President Obama’s margin in national polls hasn’t diminished at all this week—he still maintains a strong position among registered voters and likely voters. What is interesting, however, is his position in Nevada and Arizona.
Thursday, September 27
As Nate Cohn points out, it’s been long assumed that Nevada will fall easily into Obama’s column this year. He won with a 12-point margin in 2008, and his strong performance with Latino voters is a sign that he holds the advantage. On the other hand, Nevada was hard hit by the housing collapse, and has one of the weakest economies in the country—unemployment continues to hover at 12 percent, nearly 4 points above the national average.
It’s for this reason that Romney might be within striking distance. The NBC News/Wall Street Journal/Marist poll bears this out: among likely voters, Obama’s approval rating is underwater with 47 percent approval to 49 percent disapproval. If Romney could convert this discontent into support, he would have a shot at winning Nevada, which would give him more breathing room in the event he lost Ohio or Florida. As it stands, Nevadans aren’t thrilled about Romney either; only 45 percent of respondents have a favorable impression of Romney. By contrast, the large plurality of Nevadans, 48 percent, have an unfavorable view of the Republican nominee. Things might look better if he held an advantage on the economy, but he doesn’t—at 48 to 47, he’s nearly tied with Obama on who would better handle the economy.
While it’s not hard to imagine a scenario where Romney improves his numbers, given the national trend, you can just as easily see a future where he collapses in Nevada, especially given the degree to which Democrats have overperformed in the state.
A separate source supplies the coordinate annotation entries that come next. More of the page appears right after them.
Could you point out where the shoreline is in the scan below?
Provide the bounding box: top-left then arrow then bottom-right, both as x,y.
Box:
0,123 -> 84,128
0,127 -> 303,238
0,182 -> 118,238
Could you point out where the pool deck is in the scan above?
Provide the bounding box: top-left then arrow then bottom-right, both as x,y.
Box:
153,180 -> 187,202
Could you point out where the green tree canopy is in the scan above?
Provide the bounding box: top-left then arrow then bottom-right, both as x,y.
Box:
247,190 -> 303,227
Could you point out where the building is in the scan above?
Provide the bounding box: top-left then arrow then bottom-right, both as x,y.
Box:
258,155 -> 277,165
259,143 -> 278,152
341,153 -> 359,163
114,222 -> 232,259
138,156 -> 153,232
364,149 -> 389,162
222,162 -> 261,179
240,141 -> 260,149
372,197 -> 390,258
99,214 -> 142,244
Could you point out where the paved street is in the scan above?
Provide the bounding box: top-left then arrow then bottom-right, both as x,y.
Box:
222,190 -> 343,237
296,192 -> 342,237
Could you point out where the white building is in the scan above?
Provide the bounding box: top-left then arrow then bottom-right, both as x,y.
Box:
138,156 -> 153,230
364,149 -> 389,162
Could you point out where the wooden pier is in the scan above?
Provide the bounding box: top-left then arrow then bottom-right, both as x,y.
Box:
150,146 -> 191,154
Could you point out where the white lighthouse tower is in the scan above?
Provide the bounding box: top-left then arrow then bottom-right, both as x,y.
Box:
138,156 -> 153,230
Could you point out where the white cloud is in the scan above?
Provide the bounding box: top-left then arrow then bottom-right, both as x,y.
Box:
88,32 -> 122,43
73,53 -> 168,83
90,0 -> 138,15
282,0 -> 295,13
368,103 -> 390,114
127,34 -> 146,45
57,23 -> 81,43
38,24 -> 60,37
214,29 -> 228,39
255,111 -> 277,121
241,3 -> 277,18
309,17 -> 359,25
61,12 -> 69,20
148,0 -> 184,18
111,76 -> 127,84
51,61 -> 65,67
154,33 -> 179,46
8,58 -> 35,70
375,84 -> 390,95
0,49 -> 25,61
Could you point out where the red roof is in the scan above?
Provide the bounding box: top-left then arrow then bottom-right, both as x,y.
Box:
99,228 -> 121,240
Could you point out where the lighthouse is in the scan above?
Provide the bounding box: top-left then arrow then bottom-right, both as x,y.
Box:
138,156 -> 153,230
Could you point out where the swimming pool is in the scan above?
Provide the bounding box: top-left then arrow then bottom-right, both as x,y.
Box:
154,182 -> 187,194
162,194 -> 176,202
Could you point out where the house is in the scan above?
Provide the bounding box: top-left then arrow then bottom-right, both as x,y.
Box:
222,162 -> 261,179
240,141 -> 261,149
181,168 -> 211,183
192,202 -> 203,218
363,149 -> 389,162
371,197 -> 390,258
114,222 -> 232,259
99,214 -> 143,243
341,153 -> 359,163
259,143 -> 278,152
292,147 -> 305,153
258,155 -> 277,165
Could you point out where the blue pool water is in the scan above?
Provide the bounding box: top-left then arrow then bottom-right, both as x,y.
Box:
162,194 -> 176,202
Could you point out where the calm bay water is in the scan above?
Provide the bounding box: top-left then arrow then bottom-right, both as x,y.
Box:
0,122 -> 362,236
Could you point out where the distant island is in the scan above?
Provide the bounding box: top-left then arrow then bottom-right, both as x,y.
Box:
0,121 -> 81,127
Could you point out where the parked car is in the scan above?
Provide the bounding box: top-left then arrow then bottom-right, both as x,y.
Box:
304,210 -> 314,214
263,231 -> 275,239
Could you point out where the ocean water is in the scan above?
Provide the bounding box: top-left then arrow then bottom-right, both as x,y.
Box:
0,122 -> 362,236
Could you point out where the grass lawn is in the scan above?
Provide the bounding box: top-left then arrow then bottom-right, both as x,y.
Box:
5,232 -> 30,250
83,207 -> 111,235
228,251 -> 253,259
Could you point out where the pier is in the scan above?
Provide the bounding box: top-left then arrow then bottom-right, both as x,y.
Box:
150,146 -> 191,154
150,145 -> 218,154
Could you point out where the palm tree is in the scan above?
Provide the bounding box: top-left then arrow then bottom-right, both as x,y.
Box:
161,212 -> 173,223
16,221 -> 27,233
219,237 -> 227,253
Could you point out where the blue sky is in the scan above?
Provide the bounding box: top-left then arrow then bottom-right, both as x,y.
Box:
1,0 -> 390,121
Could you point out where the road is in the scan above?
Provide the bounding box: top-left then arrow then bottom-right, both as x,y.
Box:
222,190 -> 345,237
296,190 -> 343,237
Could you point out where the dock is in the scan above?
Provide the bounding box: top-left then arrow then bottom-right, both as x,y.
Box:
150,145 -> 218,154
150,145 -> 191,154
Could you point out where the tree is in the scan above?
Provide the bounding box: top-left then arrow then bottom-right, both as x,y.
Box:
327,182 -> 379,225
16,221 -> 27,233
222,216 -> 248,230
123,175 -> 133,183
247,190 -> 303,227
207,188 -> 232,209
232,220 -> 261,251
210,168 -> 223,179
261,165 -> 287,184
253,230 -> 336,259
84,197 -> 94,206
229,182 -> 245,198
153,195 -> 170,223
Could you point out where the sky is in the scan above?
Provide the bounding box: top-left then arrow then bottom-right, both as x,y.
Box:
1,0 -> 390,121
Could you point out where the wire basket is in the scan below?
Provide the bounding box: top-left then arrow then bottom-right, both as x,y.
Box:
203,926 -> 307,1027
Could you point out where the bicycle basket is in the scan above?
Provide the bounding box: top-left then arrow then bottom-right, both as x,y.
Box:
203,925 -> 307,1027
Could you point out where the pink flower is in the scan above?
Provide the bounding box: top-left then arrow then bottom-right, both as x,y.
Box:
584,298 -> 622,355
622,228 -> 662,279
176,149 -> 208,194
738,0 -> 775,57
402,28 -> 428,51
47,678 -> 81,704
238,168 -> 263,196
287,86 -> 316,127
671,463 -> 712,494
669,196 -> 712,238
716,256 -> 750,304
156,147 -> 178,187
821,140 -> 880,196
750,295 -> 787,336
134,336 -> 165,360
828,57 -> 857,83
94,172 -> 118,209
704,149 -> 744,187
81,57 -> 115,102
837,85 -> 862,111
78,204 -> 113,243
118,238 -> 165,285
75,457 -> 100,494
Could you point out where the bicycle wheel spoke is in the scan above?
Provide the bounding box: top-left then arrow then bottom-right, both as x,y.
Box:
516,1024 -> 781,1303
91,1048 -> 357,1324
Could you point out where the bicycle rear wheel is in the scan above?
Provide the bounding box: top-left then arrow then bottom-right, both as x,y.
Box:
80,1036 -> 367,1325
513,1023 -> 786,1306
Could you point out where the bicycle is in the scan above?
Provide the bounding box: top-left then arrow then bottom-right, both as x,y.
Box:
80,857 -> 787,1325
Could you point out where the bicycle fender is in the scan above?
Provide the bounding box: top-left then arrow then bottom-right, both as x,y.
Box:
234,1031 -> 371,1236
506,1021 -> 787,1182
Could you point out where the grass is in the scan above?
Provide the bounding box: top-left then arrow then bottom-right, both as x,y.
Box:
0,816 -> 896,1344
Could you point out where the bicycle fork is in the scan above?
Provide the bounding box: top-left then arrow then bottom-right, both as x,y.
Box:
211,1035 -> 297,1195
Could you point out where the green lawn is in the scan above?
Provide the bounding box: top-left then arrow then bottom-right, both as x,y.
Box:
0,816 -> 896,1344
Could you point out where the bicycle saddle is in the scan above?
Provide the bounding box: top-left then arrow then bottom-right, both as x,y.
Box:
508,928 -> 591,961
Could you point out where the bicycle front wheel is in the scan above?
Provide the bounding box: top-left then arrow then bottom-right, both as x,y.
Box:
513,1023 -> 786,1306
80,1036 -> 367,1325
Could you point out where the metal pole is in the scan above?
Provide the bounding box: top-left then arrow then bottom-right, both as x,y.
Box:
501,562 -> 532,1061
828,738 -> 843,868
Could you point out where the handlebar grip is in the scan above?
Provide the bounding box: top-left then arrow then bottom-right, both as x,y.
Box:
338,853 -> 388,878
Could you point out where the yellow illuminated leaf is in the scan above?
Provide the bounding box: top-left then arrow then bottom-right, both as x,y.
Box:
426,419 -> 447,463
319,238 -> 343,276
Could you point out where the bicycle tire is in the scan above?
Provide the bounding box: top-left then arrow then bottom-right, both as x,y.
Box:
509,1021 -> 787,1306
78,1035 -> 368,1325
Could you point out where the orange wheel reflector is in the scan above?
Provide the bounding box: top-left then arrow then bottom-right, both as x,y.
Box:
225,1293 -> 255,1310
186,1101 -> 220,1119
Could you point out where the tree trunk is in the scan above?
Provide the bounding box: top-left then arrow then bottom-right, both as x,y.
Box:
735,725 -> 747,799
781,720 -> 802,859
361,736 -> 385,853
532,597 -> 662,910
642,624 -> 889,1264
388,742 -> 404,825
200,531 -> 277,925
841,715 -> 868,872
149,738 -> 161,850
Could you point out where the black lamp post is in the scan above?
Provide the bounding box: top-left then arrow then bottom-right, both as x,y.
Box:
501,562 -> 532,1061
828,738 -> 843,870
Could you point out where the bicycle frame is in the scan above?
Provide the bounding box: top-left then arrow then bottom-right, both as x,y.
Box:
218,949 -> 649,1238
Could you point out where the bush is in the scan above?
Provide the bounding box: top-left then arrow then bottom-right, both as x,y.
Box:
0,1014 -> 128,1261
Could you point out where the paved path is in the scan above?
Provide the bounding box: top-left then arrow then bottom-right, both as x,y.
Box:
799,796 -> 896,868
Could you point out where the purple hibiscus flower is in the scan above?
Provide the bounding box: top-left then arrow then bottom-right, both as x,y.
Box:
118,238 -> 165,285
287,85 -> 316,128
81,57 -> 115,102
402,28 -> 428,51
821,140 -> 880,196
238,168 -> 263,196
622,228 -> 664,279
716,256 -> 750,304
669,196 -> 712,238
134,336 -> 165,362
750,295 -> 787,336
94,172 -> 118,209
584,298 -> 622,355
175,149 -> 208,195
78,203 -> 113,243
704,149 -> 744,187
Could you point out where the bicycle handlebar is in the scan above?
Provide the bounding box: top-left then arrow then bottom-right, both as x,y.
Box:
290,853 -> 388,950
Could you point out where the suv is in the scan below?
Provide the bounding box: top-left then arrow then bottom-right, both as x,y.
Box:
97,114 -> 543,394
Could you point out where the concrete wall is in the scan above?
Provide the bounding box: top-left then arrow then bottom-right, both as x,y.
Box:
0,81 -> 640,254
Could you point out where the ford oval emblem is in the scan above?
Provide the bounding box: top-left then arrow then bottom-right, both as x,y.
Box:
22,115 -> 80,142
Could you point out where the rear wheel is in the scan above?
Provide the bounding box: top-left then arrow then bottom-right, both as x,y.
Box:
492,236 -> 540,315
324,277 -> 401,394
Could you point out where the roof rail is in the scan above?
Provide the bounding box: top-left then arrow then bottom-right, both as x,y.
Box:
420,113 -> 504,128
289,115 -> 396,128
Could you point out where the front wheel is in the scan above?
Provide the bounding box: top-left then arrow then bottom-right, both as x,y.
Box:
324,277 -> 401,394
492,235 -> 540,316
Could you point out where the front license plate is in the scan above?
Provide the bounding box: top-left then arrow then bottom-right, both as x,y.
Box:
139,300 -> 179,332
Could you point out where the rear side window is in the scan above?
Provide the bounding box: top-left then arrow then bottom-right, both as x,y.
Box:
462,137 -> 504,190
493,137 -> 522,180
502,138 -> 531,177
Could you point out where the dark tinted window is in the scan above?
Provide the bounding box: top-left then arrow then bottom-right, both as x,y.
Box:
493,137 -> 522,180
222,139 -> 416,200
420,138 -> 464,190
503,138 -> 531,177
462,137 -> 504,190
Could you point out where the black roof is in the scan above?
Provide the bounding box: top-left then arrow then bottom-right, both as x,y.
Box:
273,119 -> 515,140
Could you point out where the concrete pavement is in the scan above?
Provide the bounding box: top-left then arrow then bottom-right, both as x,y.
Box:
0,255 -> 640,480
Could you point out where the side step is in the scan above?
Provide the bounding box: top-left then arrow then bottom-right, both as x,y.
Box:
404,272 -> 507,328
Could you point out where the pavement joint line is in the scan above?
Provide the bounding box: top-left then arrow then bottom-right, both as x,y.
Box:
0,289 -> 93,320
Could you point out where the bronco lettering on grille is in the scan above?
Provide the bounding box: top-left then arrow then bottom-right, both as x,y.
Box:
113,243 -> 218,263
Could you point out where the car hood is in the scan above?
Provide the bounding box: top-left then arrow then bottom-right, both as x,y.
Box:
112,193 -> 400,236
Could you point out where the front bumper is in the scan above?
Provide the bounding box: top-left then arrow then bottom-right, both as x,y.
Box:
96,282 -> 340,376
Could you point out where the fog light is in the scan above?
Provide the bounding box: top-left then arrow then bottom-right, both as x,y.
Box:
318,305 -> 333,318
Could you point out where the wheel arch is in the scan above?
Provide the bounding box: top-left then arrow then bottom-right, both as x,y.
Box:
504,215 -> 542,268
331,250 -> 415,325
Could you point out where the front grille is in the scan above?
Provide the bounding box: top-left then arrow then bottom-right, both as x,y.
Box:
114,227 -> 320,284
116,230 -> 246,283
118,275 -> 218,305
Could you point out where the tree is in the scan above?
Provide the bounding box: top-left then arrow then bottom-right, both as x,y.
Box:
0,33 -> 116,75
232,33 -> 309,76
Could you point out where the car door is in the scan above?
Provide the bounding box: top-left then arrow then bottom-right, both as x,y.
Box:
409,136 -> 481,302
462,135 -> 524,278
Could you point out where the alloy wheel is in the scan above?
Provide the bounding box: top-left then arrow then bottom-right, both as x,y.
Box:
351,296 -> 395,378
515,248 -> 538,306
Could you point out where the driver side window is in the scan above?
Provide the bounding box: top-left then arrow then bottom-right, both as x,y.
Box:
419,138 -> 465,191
Arizona is a different story. There’s almost no doubt that it will fall into Romney’s column this November, but there are clear signs of a political shift, driven by demographic trends. Through most of 2008, John McCain held a double-digit lead over Obama in Arizona, which narrowed as the election approached, and McCain tanked his candidacy with a decision to suspend his campaign following the economic collapse. Even still, at the end of the day, McCain won Arizona by 8.5 points, 53.6–45.1.
Romney isn’t a native son, but he is running in a more favorable environment. Even still, he has only held a few McCain-esque leads over the course of the year. What’s more, the Republican nominee for Senate, Representative Jeff Flake, is in a tough race with Democrat Richard Carmona—the most recent polls put Carmona a stone's throw away from overtaking Flake.
As time progresses and Arizona’s Latino electorate grows, expect to see closer margins in the presidential race, and a more competitive statewide environment. Indeed, I wouldn’t be shocked if—by 2020, or even 2016—Arizona becomes a swing state.